Reducing Health Hazards from Manufacturing and Recycling Lead Batteries

Whereas, the neurotoxic and developmental impacts of lead have been well-established for decades, leading to global action to eliminate lead in paint and gasoline;

Whereas lead battery production accounts for over 80 percent of global lead consumption and almost all used lead batteries are recycled, regardless of whether they are used in the United States or elsewhere around the globe;

Whereas the New York Times reported in December 2011 high levels of community and occupational exposures around lead battery recycling plants in Mexico.  Mexico receives 20% of the United States' used batteries;[1]

Whereas the North American Commission on Environmental Cooperation (CEC) under the North American Free Trade Agreement (NAFTA) framework initiated an independent investigation "Environmental Hazards of the Transboundary Movement and Recycling of Spent Lead-Acid Batteries" in January 2012;[2]

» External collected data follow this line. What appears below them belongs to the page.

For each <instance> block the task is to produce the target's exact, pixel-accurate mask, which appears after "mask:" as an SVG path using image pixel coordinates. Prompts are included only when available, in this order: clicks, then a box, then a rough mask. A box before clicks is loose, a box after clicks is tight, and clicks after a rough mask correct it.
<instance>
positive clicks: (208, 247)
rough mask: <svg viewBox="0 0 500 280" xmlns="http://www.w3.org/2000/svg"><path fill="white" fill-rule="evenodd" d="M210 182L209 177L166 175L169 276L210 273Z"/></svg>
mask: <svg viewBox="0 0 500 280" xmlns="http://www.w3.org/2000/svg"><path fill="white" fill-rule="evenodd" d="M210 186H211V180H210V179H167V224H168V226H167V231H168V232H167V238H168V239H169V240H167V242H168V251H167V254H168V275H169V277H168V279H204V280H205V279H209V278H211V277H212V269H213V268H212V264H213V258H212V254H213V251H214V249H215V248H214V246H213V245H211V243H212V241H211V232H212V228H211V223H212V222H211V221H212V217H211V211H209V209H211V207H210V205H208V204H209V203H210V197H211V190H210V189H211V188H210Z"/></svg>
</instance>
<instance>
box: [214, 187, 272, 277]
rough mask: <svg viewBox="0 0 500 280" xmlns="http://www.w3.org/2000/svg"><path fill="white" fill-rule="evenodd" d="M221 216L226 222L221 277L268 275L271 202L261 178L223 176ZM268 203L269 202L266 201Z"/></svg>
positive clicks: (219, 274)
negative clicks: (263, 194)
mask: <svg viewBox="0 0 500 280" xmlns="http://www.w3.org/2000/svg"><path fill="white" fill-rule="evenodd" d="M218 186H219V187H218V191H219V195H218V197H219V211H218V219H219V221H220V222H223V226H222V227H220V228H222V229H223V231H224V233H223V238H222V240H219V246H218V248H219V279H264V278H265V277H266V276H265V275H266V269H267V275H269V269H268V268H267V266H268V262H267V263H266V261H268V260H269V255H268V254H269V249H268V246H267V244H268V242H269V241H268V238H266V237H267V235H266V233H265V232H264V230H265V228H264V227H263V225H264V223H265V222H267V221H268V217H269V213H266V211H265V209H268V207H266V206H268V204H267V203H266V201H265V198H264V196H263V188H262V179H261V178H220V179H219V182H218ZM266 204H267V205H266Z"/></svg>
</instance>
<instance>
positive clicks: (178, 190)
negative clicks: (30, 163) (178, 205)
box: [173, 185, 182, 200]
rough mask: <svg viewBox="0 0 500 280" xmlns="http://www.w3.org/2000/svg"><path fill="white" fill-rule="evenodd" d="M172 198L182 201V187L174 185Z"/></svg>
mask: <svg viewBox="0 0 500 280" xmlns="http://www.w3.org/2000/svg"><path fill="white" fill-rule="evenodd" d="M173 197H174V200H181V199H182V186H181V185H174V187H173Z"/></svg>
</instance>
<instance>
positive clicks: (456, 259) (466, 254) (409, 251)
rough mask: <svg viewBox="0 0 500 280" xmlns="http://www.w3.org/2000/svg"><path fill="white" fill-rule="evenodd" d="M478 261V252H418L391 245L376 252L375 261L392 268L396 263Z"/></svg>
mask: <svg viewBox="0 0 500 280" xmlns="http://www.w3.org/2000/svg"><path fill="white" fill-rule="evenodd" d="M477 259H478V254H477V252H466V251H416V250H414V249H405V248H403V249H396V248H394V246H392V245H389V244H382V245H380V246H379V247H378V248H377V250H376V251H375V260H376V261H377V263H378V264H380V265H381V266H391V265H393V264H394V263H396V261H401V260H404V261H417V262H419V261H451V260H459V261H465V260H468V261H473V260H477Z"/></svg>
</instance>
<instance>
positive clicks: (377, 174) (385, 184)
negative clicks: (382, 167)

Whereas Verizon Communications uses large numbers of lead batteries to support its data center operations/communication towers and in other operations;

Whereas, lead battery recycling outside the United States endangers public health in part because of a lack of rigorous government controls in those countries. In contrast, new regulations in the US have prompted investments to reduce emissions from lead battery recycling;

Whereas proponents further believe that poor management of batteries in our company's supply chain can pose reputational and legal risks to our company; and

Whereas proponents believe it is in our company's interest to track the fate of used lead batteries generated from operations and to ensure that batteries are properly recycled in appropriately licensed facilities that meet stringent environmental and occupational safety standards.

Therefore be it resolved:

Shareholders request that the Board of Directors report to shareholders, by November 1, 2013 on options for policies and practices our company can adopt to reduce the occupational and community health hazards from manufacturing and recycling lead batteries in the company's supply chain. Such a report would be prepared at reasonable cost and omitting confidential information such as proprietary or legally prejudicial data.

Supporting Statement.  Proponents believe that a report should address such questions as how the company tracks shipments of used batteries to recycling facilities, how to ensure that used batteries are not being shipped to recycling facilities with pollution and occupational safety controls that are less strict than those that would be applicable in the United States; and what mechanisms are used by the company  (such as company auditors, or third-party auditors or certifications) to assess supplier/recycler performance against  such environmental and occupational performance standards.